Salad is being recalled. Do you know what’s never been recalled? Oreos.
police: come out with your hands up.
me: no.
police: why not?
me: you’ll tickle my ribs.
police: will not.
me: promise?
police: promise.
me: ok *comes out with my hands up*
police: someone’s… TICKLISH!
me: nooooo
[1st date]
HER: I love the idea of marriage. What are your thoughts on it?
ME: [trying to impress her] I have 6 wives
Kinda bullshit that there wasn’t a giant, aggressive shrimp character in Finding Nemo named Genghis Prawn.
All units be on the lookout, suspect is armed with hunky shoulders, soft eyes and dreamboat hair. I don’t even remember what he did anymore.
[during sex]
HER: I want you to make me scream
ME: *tosses spider onto her chest*
[My funeral]
Boss: *Solemnly placing his hand on my casket and sobbing* how could you do this to me after I told you you’re essential
Clerk: How old are you, sweetie?
9: I’m 9. I’m going to be in 4th grade and I want to be a lawyer.
Me: *beaming with pride*
Clerk: Wow, you must be bright!
9: *looks at her outfit* No, I’m just wearing gray.
Me: *face palm*
me: do you sell ducks?
him: yes, but they’re going quick
me: ok I’ll take one
[later]
duck: quick
me: I see
I’m starting to think aliens are avoiding us.

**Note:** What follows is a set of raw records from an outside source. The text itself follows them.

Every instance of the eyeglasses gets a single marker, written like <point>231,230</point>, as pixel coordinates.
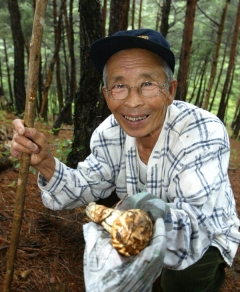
<point>147,89</point>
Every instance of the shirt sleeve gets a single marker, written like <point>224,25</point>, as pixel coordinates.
<point>201,200</point>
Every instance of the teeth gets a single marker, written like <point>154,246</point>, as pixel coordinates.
<point>135,119</point>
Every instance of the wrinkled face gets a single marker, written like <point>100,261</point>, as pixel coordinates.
<point>138,116</point>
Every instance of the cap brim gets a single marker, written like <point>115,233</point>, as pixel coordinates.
<point>102,49</point>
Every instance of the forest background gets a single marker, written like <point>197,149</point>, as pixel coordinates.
<point>203,36</point>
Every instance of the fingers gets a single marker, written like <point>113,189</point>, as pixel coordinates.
<point>18,126</point>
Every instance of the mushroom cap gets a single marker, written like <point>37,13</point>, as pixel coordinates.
<point>98,213</point>
<point>131,232</point>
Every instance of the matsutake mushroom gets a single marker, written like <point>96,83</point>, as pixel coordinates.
<point>131,230</point>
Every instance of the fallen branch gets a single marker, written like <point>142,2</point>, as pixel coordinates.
<point>34,60</point>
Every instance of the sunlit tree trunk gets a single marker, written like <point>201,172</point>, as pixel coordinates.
<point>104,17</point>
<point>224,55</point>
<point>215,57</point>
<point>186,50</point>
<point>87,113</point>
<point>57,35</point>
<point>8,73</point>
<point>19,67</point>
<point>133,13</point>
<point>140,14</point>
<point>224,101</point>
<point>118,15</point>
<point>49,76</point>
<point>165,17</point>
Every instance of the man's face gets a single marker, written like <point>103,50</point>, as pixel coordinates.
<point>138,116</point>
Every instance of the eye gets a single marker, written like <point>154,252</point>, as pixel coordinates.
<point>119,86</point>
<point>148,84</point>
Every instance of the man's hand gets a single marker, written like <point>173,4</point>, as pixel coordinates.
<point>31,141</point>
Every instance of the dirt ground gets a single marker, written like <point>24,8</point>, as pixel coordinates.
<point>51,244</point>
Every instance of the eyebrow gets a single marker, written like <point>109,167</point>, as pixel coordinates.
<point>144,75</point>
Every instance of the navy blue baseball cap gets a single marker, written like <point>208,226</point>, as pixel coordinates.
<point>148,39</point>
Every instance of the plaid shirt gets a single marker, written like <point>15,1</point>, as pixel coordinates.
<point>188,169</point>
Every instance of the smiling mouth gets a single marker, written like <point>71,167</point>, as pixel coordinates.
<point>135,119</point>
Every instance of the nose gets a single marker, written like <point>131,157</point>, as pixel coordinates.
<point>134,98</point>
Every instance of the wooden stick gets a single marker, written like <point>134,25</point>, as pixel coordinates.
<point>34,60</point>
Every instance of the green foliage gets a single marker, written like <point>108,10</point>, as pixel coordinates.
<point>63,148</point>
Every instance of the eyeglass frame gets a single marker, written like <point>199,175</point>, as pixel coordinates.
<point>160,85</point>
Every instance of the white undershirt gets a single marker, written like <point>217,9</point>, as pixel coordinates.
<point>142,174</point>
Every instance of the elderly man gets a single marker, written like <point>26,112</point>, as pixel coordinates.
<point>171,149</point>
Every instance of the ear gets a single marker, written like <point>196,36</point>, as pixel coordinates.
<point>172,90</point>
<point>104,91</point>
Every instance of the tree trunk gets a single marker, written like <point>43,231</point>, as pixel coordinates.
<point>133,13</point>
<point>165,17</point>
<point>219,74</point>
<point>19,67</point>
<point>104,17</point>
<point>67,118</point>
<point>186,50</point>
<point>8,74</point>
<point>224,101</point>
<point>236,125</point>
<point>118,15</point>
<point>44,105</point>
<point>88,95</point>
<point>140,15</point>
<point>57,35</point>
<point>215,57</point>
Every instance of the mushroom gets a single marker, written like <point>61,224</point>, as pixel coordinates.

interviewer: questions about the job?
me: how can I get suspended with pay
A kid next to me at Starbucks says I smell like his dad. I’m like ‘Well, your Dad’s an alcoholic. Scram!’
Stop = Hammer time
Full stop = Grammar time
ME: *making tiny wigs for birds*
BALD EAGLE: finally
All you guys crying about stepping on Legos, have you ever stepped on a Barbie shoe? Heel pointing up????